En general, interpretar es darle un sentido concreto a un texto: se supone que ese sentido está ahí, dentro del texto, pero los textos son tan (necesariamente) generales que las posibilidades de que haya distintas interpretaciones son amplias. Y si hablamos de la ley, el asunto se vuelve serio. Pero ¿no es acaso que solo tenemos que apegarnos a la “letra” de la ley?

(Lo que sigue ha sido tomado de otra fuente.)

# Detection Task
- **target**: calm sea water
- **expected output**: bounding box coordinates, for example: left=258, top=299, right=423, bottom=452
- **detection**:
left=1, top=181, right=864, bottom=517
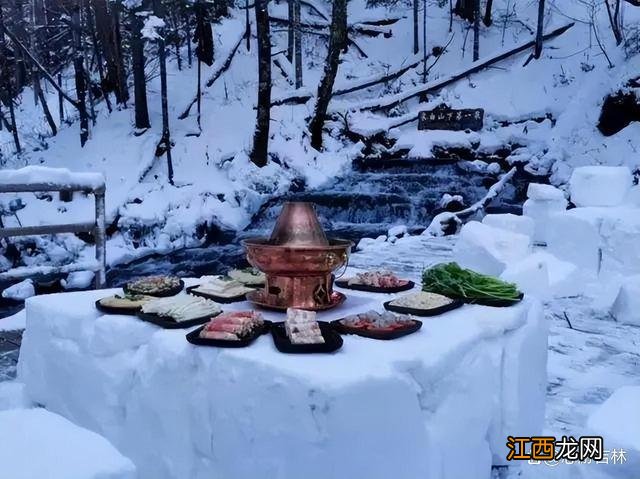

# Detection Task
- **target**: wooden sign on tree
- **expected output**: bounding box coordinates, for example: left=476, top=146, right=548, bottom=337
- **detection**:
left=418, top=104, right=484, bottom=131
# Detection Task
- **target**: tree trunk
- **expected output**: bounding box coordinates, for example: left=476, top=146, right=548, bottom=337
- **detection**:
left=245, top=0, right=251, bottom=51
left=71, top=3, right=89, bottom=146
left=473, top=0, right=480, bottom=61
left=454, top=0, right=475, bottom=22
left=422, top=0, right=427, bottom=83
left=413, top=0, right=419, bottom=54
left=483, top=0, right=494, bottom=26
left=294, top=0, right=302, bottom=89
left=249, top=0, right=271, bottom=167
left=534, top=0, right=545, bottom=58
left=36, top=74, right=57, bottom=135
left=94, top=0, right=128, bottom=105
left=111, top=3, right=129, bottom=104
left=0, top=7, right=21, bottom=153
left=130, top=5, right=150, bottom=129
left=87, top=0, right=112, bottom=113
left=152, top=0, right=174, bottom=184
left=309, top=0, right=347, bottom=150
left=287, top=0, right=294, bottom=61
left=58, top=73, right=64, bottom=123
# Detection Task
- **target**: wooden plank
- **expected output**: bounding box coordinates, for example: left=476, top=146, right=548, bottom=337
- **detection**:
left=0, top=222, right=96, bottom=238
left=0, top=183, right=105, bottom=194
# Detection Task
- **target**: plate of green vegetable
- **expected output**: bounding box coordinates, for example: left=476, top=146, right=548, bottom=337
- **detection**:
left=422, top=262, right=524, bottom=307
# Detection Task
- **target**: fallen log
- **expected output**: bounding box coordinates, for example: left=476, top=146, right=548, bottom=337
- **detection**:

Si fuese fácil interpretar la ley, no habría abogados ni jueces. Sería tan simple como leerla y aplicarla. Nadie discutiría ni se preocuparía. Pero no es así. La ley puede originar distintas interpretaciones y cuando hay un conflicto que llega hasta el juez, es solo su interpretación la que prevalece. Esa interpretación se hace con base en la experiencia de vida del juez, su circunstancia histórica, los conocimientos a los que tenga acceso (por ejemplo, si existen peritos especialistas que puedan iluminar el caso concreto), su cultura general y particular, la (in)existencia de otras leyes o normas que complementen la que se quiere interpretar, etc. Y se hace también con base en un elemento que parece obvio, pero que pocos reflexionan: la especial flexibilidad del lenguaje.

El Derecho está hecho de lenguaje. Interpretar ese lenguaje es parte esencial de la labor profesional de los juristas. Se supone que su formación jurídica debería ser suficiente para llevarlo a cabo con éxito. Asimismo, estudiar e interpretar la manera en que se usa el lenguaje en distintas situaciones es también la labor de otro tipo de profesionales: los lingüistas. Pero lo hacen desde un enfoque distinto al de los abogados. ¿Podrían necesitarse o ayudarse en casos concretos?

Veamos un ejemplo. Supongamos que Fulano es amigo de Zutano y acostumbran a llamarse con apelativos fuertes, como “hijueputa” o “carepicha”, cuando se saludan. Supongamos que Zutano es ascendido en su trabajo y un día en que está con sus empleados, Fulano se cruza con él y lo interpela: “¡Diay, hijueputa, me cagaste!”. Zutano se siente muy molesto, porque sus subordinados se burlan de él. Con los días descubre que tiene dificultades para hacerse oír porque todos se ríen del incidente. Zutano reclama a Fulano su descrédito y Fulano se siente molesto por el reclamo.


Supongamos que la situación se ha deteriorado y eventualmente el incidente aparece en una demanda. El juez debe interpretar si la expresión usada por Fulano en ese momento podía ser considerada un insulto (una injuria) o si no tiene relevancia alguna, para saber si aplica la normativa que castiga el descrédito ajeno o si no se aplica. Aparentemente, debería aplicarse porque “hijueputa” y “me cagaste” son expresiones odiosas, que insultan o aluden a situaciones desagradables. Sin embargo, Fulano se defiende diciendo que era su manera normal de tratar a Zutano y que no había *intención* de insulto o descrédito. El juez tiene, entonces, un momento de duda.

¿Cómo interpretar el hecho para ajustarlo a la ley? Eso es interpretación jurídica.

¿Es la expresión aludida un insulto o no? Dependerá de diversos factores contextuales y sociolingüísticos involucrados. Quizá la interpretación del abogado o del mismo juez no sea suficiente. Quizá entonces le corresponde al lingüista estudiar el hecho. No dirá si constituye un delito o no, porque eso le corresponde al jurista. Dirá si se puede considerar una expresión insultante o de descrédito para el contexto en el que fue formulada. Por ende, podrá asistir al juez a realizar su correspondiente interpretación.

La línea es delgada, pero existe, y es suficiente para asegurar una exitosa cooperación entre dos profesionales que trabajan con el lenguaje y con la interpretación y cuyo fin es siempre lograr la mejor convivencia social posible.